From: Matthew Brost <matthew.brost@intel.com>
To: Francois Dugast <francois.dugast@intel.com>
Cc: <intel-xe@lists.freedesktop.org>, <stuart.summers@intel.com>
Subject: Re: [PATCH v3 1/7] drm/xe: Stub out new pagefault layer
Date: Fri, 31 Oct 2025 09:41:07 -0700 [thread overview]
Message-ID: <aQTmo3yHnPEmfxHl@lstrano-desk.jf.intel.com> (raw)
In-Reply-To: <aQS6hgtqWvaIglr_@fdugast-desk>
On Fri, Oct 31, 2025 at 02:33:02PM +0100, Francois Dugast wrote:
> On Mon, Oct 27, 2025 at 08:58:37PM -0700, Matthew Brost wrote:
> > Stub out the new page fault layer and add kernel documentation. This is
> > intended as a replacement for the GT page fault layer, enabling multiple
> > producers to hook into a shared page fault consumer interface.
>
> Nit: this patch and others in the series have been modified since the
> previous version, for future revisions please include a brief changelog
> in the commit message to help review, thanks.
>
Yea, I had change logs but somehow lost them...

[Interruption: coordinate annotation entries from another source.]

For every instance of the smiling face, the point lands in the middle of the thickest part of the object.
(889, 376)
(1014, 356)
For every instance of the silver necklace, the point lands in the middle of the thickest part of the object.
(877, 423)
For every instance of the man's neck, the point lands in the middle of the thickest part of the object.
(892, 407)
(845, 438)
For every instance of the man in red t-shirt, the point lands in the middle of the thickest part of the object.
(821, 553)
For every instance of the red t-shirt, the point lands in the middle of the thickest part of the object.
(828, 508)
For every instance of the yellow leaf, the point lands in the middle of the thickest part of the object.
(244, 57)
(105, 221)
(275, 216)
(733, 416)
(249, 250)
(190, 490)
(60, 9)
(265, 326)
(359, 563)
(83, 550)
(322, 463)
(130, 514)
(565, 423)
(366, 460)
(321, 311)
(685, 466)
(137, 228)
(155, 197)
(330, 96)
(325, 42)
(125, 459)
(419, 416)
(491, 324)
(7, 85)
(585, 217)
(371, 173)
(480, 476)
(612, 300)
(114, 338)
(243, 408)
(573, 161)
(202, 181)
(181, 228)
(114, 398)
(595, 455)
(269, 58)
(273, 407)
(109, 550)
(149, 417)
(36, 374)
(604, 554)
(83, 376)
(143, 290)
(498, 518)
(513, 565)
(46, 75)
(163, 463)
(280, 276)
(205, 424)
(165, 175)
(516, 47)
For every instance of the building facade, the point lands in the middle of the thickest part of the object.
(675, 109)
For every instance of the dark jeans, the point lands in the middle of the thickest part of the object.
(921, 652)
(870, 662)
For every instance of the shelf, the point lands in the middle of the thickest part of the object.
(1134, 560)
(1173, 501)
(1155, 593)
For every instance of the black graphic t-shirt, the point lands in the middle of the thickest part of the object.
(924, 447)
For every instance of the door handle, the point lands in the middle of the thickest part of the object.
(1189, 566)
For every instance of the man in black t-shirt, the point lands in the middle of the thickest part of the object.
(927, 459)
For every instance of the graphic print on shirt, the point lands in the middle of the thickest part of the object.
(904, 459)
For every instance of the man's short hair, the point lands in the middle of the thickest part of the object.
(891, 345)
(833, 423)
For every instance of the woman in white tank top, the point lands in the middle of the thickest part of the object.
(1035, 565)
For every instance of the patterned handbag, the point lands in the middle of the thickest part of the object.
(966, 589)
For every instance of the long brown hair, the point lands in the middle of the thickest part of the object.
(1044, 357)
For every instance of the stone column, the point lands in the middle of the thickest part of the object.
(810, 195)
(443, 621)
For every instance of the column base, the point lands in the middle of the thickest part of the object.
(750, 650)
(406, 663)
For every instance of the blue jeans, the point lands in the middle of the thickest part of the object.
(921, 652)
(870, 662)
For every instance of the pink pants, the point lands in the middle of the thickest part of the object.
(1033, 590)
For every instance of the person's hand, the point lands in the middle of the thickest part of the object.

Will try to bring them back in v4.
Matt
> Francois
>
> >
> > Signed-off-by: Matthew Brost <matthew.brost@intel.com>
> > ---
> > drivers/gpu/drm/xe/Makefile | 1 +
> > drivers/gpu/drm/xe/xe_pagefault.c | 65 +++++++++++
> > drivers/gpu/drm/xe/xe_pagefault.h | 19 ++++
> > drivers/gpu/drm/xe/xe_pagefault_types.h | 136 ++++++++++++++++++++++++
> > 4 files changed, 221 insertions(+)
> > create mode 100644 drivers/gpu/drm/xe/xe_pagefault.c
> > create mode 100644 drivers/gpu/drm/xe/xe_pagefault.h
> > create mode 100644 drivers/gpu/drm/xe/xe_pagefault_types.h
> >
> > diff --git a/drivers/gpu/drm/xe/Makefile b/drivers/gpu/drm/xe/Makefile
> > index 82c6b3d29676..b35021e5b9eb 100644
> > --- a/drivers/gpu/drm/xe/Makefile
> > +++ b/drivers/gpu/drm/xe/Makefile
> > @@ -94,6 +94,7 @@ xe-y += xe_bb.o \
> > xe_nvm.o \
> > xe_oa.o \
> > xe_observation.o \
> > + xe_pagefault.o \
> > xe_pat.o \
> > xe_pci.o \
> > xe_pcode.o \
> > diff --git a/drivers/gpu/drm/xe/xe_pagefault.c b/drivers/gpu/drm/xe/xe_pagefault.c
> > new file mode 100644
> > index 000000000000..d509a80cb1f3
> > --- /dev/null
> > +++ b/drivers/gpu/drm/xe/xe_pagefault.c
> > @@ -0,0 +1,65 @@
> > +// SPDX-License-Identifier: MIT
> > +/*
> > + * Copyright © 2025 Intel Corporation
> > + */
> > +
> > +#include "xe_pagefault.h"
> > +#include "xe_pagefault_types.h"
> > +
> > +/**
> > + * DOC: Xe page faults
> > + *
> > + * Xe page faults are handled in two layers. The producer layer interacts with
> > + * hardware or firmware to receive and parse faults into struct xe_pagefault,
> > + * then forwards them to the consumer. The consumer layer services the faults
> > + * (e.g., memory migration, page table updates) and acknowledges the result back
> > + * to the producer, which then forwards the results to the hardware or firmware.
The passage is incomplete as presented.